From 6730dae884b021211678a72ed5cb9679a348ca08 Mon Sep 17 00:00:00 2001
From: Ian Jackson <ijackson@chiark.greenend.org.uk>
Date: Thu, 12 Nov 2020 21:55:17 +0000
Subject: [PATCH] check acl format

Signed-off-by: Ian Jackson <ijackson@chiark.greenend.org.uk>
---
 src/spec.rs | 18 ++++++++++++++----
 1 file changed, 14 insertions(+), 4 deletions(-)

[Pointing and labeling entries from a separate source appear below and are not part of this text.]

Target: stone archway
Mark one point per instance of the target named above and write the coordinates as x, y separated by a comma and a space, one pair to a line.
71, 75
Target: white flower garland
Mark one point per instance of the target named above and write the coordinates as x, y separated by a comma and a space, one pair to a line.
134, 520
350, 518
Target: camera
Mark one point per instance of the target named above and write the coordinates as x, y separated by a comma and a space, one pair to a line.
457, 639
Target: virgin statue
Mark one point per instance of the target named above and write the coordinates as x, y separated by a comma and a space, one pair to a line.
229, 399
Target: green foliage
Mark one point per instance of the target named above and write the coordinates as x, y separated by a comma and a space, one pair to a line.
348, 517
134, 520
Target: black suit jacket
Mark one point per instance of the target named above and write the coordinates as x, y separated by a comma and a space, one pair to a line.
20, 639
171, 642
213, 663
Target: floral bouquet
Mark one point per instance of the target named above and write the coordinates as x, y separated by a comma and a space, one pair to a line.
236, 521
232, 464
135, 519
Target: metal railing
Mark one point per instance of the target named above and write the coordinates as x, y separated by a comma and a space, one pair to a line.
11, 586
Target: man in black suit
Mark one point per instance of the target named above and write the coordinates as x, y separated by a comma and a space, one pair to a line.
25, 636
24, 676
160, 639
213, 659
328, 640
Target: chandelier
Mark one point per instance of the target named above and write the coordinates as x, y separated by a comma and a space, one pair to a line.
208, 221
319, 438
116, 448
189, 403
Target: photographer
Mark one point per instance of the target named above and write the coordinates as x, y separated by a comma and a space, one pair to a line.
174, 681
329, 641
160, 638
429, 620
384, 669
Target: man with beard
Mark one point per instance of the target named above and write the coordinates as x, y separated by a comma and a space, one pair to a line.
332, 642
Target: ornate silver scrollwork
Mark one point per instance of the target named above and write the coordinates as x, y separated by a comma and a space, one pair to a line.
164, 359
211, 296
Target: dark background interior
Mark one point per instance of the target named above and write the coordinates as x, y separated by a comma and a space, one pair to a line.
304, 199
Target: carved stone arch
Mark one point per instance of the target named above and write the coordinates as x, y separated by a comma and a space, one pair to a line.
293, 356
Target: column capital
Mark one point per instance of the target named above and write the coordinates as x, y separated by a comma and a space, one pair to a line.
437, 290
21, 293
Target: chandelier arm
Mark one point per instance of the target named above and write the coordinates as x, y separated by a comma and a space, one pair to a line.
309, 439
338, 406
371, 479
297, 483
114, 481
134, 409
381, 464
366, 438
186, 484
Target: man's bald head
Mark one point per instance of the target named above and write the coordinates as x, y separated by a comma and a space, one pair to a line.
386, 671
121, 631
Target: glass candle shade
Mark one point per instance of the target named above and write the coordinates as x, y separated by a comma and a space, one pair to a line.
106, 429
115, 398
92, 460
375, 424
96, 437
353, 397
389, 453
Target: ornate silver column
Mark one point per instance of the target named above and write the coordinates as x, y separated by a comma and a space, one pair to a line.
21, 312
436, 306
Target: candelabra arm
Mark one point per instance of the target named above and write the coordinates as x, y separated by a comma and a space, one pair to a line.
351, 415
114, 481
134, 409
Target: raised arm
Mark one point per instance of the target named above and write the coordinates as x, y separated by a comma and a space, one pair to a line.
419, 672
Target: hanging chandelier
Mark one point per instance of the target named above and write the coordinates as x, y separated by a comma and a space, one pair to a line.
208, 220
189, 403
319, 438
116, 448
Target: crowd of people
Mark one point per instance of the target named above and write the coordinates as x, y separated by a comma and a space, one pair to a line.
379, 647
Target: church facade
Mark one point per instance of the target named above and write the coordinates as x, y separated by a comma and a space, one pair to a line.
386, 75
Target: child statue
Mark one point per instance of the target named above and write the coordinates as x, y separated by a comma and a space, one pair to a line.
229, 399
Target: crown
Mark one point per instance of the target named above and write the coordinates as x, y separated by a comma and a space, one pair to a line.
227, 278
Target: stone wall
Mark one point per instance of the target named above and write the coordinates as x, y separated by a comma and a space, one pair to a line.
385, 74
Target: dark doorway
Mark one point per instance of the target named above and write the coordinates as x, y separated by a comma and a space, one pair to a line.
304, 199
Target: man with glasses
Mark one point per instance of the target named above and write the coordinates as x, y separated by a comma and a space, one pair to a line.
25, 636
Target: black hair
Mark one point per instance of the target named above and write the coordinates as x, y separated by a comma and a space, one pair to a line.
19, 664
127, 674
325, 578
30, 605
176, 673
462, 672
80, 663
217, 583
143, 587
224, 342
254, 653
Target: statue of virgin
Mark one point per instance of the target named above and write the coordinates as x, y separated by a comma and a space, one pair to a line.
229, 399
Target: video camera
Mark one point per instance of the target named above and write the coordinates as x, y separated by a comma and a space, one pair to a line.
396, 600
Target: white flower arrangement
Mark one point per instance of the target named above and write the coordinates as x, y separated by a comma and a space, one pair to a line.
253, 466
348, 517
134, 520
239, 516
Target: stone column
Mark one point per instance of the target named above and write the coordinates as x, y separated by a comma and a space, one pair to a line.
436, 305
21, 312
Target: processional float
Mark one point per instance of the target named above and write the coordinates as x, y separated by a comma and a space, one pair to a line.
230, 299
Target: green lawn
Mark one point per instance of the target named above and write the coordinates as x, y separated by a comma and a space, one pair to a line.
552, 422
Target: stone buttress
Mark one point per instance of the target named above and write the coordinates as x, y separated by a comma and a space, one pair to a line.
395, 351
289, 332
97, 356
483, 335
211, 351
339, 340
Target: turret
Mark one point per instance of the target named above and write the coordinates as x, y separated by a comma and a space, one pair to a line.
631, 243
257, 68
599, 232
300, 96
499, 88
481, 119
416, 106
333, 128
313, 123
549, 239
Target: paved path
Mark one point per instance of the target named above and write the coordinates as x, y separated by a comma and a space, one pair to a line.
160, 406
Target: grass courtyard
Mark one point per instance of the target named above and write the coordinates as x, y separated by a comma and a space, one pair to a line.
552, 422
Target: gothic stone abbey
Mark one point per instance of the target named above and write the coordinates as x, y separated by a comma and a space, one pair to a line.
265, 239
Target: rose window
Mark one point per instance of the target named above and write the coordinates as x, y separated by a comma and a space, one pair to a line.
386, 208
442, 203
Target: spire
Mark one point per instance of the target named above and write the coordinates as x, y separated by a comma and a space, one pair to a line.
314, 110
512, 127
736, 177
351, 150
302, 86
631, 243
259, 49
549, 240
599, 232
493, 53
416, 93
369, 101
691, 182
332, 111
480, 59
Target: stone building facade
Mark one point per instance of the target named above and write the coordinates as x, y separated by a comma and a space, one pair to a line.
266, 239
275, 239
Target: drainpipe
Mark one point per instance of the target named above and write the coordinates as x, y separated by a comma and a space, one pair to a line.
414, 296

diff --git a/src/spec.rs b/src/spec.rs
index 0f8ffdc1..aa75aa14 100644
--- a/src/spec.rs
+++ b/src/spec.rs
@@ -53,6 +53,8 @@ pub enum SpecError {
   PosOffTable,
   LibraryNotFound,
   LibraryItemNotFound,
+  AclInvalidAccountGlob,
+  AclEntryOverlappingAllowDeny,
 }
 display_as_debug!{SpecError}
 
@@ -116,7 +118,6 @@ struct UrlOnStdout;
 //#[derive(Debug,Serialize,Deserialize)]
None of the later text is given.